EM Method for censored data - Statistical Inference

  1. Dec 16, 2011 #1
    For censored data.

    Random sample X1,...,Xn

    Censored such that x1,...xm are observed but xm+1,...,xn are not - we just know they exceed T.

    fx = exponential = theata exp(-theta.x)

    L = ∏ (from 1 going to m) f(x;theta) ∏ (m+1 - n) 1 - F(T;theta)

    Using F = int f I get

    L = ∏∅exp(-∅x) ∏ exp(-∅T)

    I can now work out the MLE but I want to use EM method.

    Reading online I get that this censor (or right censor) would give E(X|X≥T) = T + 1/∅ and I get it but dont really know how to show it. Im not sure how to write the complete data likelihood or log-likelihood for this EM (im more used to mixed distributions or id just solve MLE).
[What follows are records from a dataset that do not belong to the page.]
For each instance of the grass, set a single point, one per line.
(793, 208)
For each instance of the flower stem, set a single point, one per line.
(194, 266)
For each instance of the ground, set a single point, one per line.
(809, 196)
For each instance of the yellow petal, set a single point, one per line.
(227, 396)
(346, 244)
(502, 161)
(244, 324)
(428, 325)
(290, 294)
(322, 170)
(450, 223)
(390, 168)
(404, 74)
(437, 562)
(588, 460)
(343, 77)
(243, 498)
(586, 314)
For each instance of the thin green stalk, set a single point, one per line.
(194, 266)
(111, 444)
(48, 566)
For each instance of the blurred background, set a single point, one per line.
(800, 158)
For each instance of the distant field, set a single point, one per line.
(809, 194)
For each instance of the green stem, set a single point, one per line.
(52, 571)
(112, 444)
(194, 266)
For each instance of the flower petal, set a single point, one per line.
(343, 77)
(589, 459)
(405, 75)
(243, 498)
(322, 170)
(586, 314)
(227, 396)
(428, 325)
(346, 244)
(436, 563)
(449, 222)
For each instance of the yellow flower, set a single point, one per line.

    I just dont really know how to set up the E step or M step. It should be quite trivial given what I know already but I just keep confusing myself with the whole

    Q(∅,∅i) = E[l(∅;x1,...,xn)|∅i;x1,...,xm).
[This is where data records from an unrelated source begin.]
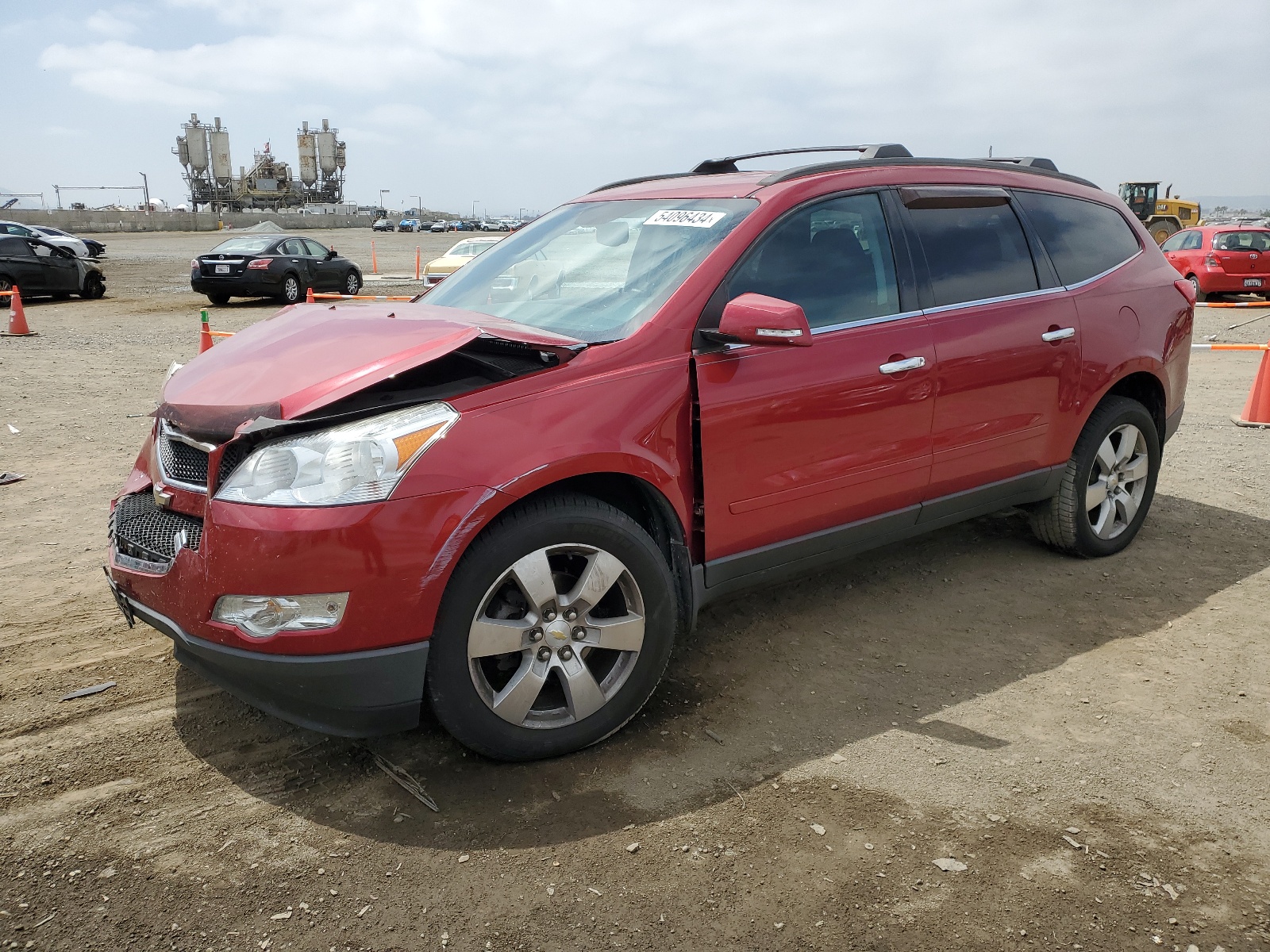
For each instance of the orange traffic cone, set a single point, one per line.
(205, 336)
(18, 327)
(1257, 410)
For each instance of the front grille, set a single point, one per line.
(141, 530)
(183, 463)
(234, 454)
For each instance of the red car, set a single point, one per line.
(1222, 259)
(508, 498)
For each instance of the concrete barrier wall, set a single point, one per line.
(106, 221)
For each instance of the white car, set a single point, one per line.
(54, 236)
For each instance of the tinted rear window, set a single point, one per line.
(975, 253)
(1083, 238)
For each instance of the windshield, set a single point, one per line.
(244, 245)
(1242, 241)
(469, 249)
(595, 271)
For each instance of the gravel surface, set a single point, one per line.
(1089, 739)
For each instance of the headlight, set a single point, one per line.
(264, 616)
(356, 463)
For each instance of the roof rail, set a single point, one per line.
(1029, 160)
(718, 167)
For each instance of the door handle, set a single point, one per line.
(911, 363)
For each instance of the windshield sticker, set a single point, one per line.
(694, 220)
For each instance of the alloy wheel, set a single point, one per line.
(1118, 482)
(556, 636)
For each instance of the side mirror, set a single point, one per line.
(757, 319)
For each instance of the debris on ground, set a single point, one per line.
(404, 780)
(87, 692)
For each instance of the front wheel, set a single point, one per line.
(93, 287)
(1108, 486)
(554, 630)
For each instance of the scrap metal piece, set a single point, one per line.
(86, 692)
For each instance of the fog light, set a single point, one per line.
(264, 616)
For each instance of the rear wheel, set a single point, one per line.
(93, 287)
(554, 630)
(1108, 486)
(1161, 230)
(292, 290)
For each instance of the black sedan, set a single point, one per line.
(272, 266)
(40, 268)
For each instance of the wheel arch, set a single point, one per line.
(1147, 389)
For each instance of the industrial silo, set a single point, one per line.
(196, 145)
(222, 171)
(308, 146)
(327, 150)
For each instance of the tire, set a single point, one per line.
(545, 685)
(1066, 522)
(1162, 230)
(93, 287)
(292, 290)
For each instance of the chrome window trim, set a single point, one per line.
(1022, 296)
(1114, 268)
(167, 432)
(865, 323)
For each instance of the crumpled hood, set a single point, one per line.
(309, 355)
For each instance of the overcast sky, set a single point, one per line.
(526, 103)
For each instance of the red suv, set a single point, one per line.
(1232, 259)
(510, 498)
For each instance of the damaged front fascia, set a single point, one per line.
(483, 362)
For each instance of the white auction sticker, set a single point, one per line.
(694, 220)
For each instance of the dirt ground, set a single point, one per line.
(1091, 739)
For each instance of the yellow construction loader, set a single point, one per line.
(1162, 216)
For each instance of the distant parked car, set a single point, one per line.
(440, 268)
(272, 266)
(1222, 259)
(41, 268)
(54, 236)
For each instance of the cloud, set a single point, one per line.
(550, 97)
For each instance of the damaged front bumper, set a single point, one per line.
(353, 695)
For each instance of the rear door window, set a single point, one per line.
(975, 253)
(833, 259)
(1083, 239)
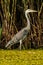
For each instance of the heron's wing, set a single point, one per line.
(20, 35)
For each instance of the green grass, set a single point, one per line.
(23, 57)
(0, 33)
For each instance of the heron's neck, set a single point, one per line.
(28, 22)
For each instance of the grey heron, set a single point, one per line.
(22, 33)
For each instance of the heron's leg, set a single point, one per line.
(20, 44)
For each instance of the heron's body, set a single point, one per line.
(21, 34)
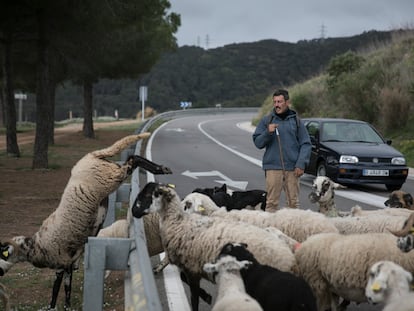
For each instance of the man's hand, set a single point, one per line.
(272, 127)
(299, 172)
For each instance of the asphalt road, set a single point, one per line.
(205, 151)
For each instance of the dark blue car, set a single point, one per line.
(354, 152)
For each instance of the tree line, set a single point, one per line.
(45, 43)
(234, 75)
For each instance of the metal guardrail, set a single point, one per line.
(130, 254)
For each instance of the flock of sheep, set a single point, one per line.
(334, 256)
(294, 259)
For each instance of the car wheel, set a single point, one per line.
(393, 187)
(321, 170)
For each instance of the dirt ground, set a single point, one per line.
(27, 197)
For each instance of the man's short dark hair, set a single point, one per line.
(282, 92)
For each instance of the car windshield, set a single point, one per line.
(349, 132)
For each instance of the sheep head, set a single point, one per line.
(323, 189)
(405, 236)
(383, 278)
(226, 263)
(152, 198)
(13, 251)
(399, 199)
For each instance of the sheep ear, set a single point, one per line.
(338, 186)
(408, 199)
(244, 264)
(210, 267)
(5, 251)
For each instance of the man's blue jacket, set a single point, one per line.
(294, 138)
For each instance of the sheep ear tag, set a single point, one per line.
(5, 254)
(376, 286)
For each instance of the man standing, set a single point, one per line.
(288, 150)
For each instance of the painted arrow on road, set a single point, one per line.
(225, 180)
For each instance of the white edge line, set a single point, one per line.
(241, 155)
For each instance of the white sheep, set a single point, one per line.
(232, 294)
(389, 283)
(4, 297)
(296, 223)
(60, 240)
(391, 211)
(336, 265)
(192, 240)
(197, 202)
(405, 241)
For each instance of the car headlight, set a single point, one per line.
(348, 159)
(398, 161)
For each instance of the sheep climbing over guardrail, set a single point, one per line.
(60, 240)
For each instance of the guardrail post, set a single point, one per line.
(102, 254)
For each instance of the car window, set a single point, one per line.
(349, 132)
(313, 128)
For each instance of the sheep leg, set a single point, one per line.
(68, 286)
(148, 165)
(201, 292)
(56, 288)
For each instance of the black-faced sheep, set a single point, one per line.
(249, 199)
(296, 223)
(336, 265)
(192, 240)
(219, 195)
(389, 283)
(60, 240)
(269, 286)
(4, 297)
(323, 193)
(232, 294)
(405, 241)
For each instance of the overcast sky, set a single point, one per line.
(215, 23)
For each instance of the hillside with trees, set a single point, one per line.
(375, 85)
(234, 75)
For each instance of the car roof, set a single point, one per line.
(333, 120)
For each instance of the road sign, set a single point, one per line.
(143, 93)
(185, 104)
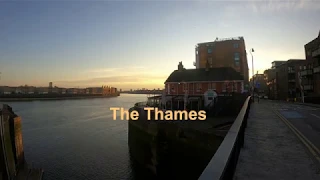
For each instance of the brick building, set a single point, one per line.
(260, 84)
(224, 53)
(283, 79)
(198, 81)
(311, 69)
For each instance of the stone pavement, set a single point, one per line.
(271, 150)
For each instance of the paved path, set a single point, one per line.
(272, 151)
(306, 119)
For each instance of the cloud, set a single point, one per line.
(281, 5)
(104, 70)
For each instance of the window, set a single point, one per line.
(308, 53)
(213, 86)
(234, 88)
(198, 86)
(185, 87)
(237, 59)
(236, 56)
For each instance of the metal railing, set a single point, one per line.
(223, 163)
(306, 72)
(316, 69)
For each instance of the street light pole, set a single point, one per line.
(251, 51)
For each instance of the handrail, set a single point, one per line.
(223, 163)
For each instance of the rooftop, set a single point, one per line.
(223, 39)
(212, 74)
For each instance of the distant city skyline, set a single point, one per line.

    i have some intial data and then iterating using the M step should also be trivial, im just falling down at the one of the first hurdles.

    Thanks in advance.
  2. jcsd
  3. Dec 17, 2011 #2
    Hint: write X_{m+1} = T + Y_{m+1} etc, where the Y_i are iid to X_1.
  4. Dec 17, 2011 #3
    So I can just say E(X) = 1/theta (from 1 - m, as its distribution is exponential) and write X_m+1 - X_N as T + Y_m+1 - T + Y_n where Y_i are iid to X_i (or was X_1 right, I assumed it was a typo) and thus the expectation of the censored data is simply T + 1/theta.

    If I solve as MLE I would have l=mlog(theta) - mthetax - (n-m)thetaT,
    but in terms of EM how would I write down the data log likelihood (in this case I would treat all x1-xn as observed).
  5. Dec 17, 2011 #4
    no (also it's better to use "to" or ".." instead of "-" to indicate ranges)
    oops, actually the Y_i are iid to none of the X_i (since X_1, ..., X_m are restricted to the range [0,T), you'll need to include a normalizing factor in the distribution). The Y_i are exponential because of the memoryless property
    yes but you don't need this fact yet
    no the log-likelihood includes random variables because of the unobserved data - this is why the E step is done.
  6. Dec 18, 2011 #5
    Right well Ill just call my complete data Z = (x1,...,xm,T)
    where T=(xm+1,...,xn) are censored/unobserved.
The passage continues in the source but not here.